(2009, Plaasmoord traduit de l'anglais Afrique du Sud par Estelle Roudet, Seuil policiers, 2016)
Dans ses remerciements, l'auteur précise : « Pour la rédaction de la version originale en afrikaans, Plaasmoord, je dois un grand merci à Deon Meyer […] » [ce mot se traduirait en français par “meurtre à la ferme”].
L'inspecteur Beeslaar a été relégué dans la campagne à côté de la ville d'Upington, dans le nord du pays.
« […] en pur produit de la ville [Johannesburg], il n’était pas à son aise dans ce monde de fermiers et de bétail, de chemins de ferme et de sable, de serpents et de chaleur-suffocante-sans-clim. »
« […] croyant naïvement mettre le cap sur un boulot tranquille dans un coin paumé et sans histoire, [quand] la merde avait éclaté […]. »
« Ça avait commencé par une vague de vols de bétail sans précédent. […] Et puis, une quinzaine plus tôt, deux ouvriers agricoles avaient été sauvagement assassinés à Vaalputs. »
« […] Albertus Markus Beeslaar, était resté planté là, les bras ballant. Alors que tout le monde comptait sur lui, lui le nouveau […], le Grand Homme de la Grande Ville. »
Il doit maintenant enquêter sur le meurtre de Freddie, une artiste peintre, et de son enfant adopté.
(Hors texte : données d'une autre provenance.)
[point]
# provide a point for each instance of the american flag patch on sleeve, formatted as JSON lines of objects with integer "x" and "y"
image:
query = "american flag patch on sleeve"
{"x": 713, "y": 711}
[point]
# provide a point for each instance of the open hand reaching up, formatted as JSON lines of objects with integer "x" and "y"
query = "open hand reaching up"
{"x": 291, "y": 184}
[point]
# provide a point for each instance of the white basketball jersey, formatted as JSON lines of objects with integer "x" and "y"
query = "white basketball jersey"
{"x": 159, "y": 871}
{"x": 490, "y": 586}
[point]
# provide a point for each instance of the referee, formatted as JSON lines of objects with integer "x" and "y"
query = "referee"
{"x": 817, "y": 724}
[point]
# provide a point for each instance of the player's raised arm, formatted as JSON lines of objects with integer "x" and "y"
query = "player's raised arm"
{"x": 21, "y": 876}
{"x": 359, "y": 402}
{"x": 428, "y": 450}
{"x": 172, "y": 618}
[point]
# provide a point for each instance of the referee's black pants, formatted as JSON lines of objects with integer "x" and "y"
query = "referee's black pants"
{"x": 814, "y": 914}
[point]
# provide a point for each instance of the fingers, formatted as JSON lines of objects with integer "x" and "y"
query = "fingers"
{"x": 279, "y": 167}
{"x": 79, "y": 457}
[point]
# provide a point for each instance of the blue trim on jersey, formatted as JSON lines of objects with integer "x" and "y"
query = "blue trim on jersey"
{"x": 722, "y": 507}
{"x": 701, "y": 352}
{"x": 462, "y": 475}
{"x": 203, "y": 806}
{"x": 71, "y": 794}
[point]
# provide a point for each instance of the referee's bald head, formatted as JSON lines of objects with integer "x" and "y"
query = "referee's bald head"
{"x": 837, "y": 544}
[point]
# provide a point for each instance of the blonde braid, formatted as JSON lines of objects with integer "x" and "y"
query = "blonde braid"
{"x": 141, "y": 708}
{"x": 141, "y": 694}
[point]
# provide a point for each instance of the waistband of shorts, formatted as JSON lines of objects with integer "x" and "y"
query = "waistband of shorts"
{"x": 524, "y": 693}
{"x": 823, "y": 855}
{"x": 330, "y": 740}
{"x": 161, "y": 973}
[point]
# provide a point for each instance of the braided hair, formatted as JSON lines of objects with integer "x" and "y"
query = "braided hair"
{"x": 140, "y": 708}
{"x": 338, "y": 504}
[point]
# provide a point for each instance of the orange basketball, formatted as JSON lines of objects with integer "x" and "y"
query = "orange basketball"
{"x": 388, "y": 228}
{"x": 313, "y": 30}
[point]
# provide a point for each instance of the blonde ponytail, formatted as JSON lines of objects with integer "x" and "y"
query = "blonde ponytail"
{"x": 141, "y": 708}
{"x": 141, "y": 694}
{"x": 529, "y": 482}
Avec le sergent Gershwin Pyl et l’agent Ghaap, il va rencontrer et interroger : Boet Pretorius, un “riche” fermier ; Nelmari Viljoen, une battante entrepreneuse qui s’intéressait aux œuvres de Freddie ; et d’autres, dont Buks Hanekom, le chef des factieux, qui « essaie d’empêcher un génocide ! […] contre moi et tous les Afrikaners persécutés ! […] victimes d’un plan rusé pour faire disparaître la nation boer ».
Il doit aussi tenir au courant son chef, le superintendant Mogale.
« Il avait encore plus de questions que de réponses. Le Grand Espoir blanc de Johannesburg en route pour rencontrer le Grand Éléphant noir d’Upington […]. »
Dans les chapitres intermédiaires, Sara, la sœur de Freddie, rejointe par son ami Harry, raconte sa vie, celle de sa famille et l’intérêt de Freddie pour « aider les Griquas dans leur revendication territoriale ». Elle apprécie les histoires du contremaître de la ferme, Dam de Kok « juste un Bushman ordinaire du Kalahari ».
Un livre épais, dense, mais une lecture passionnante sur le vie des habitants de ce lointain pays.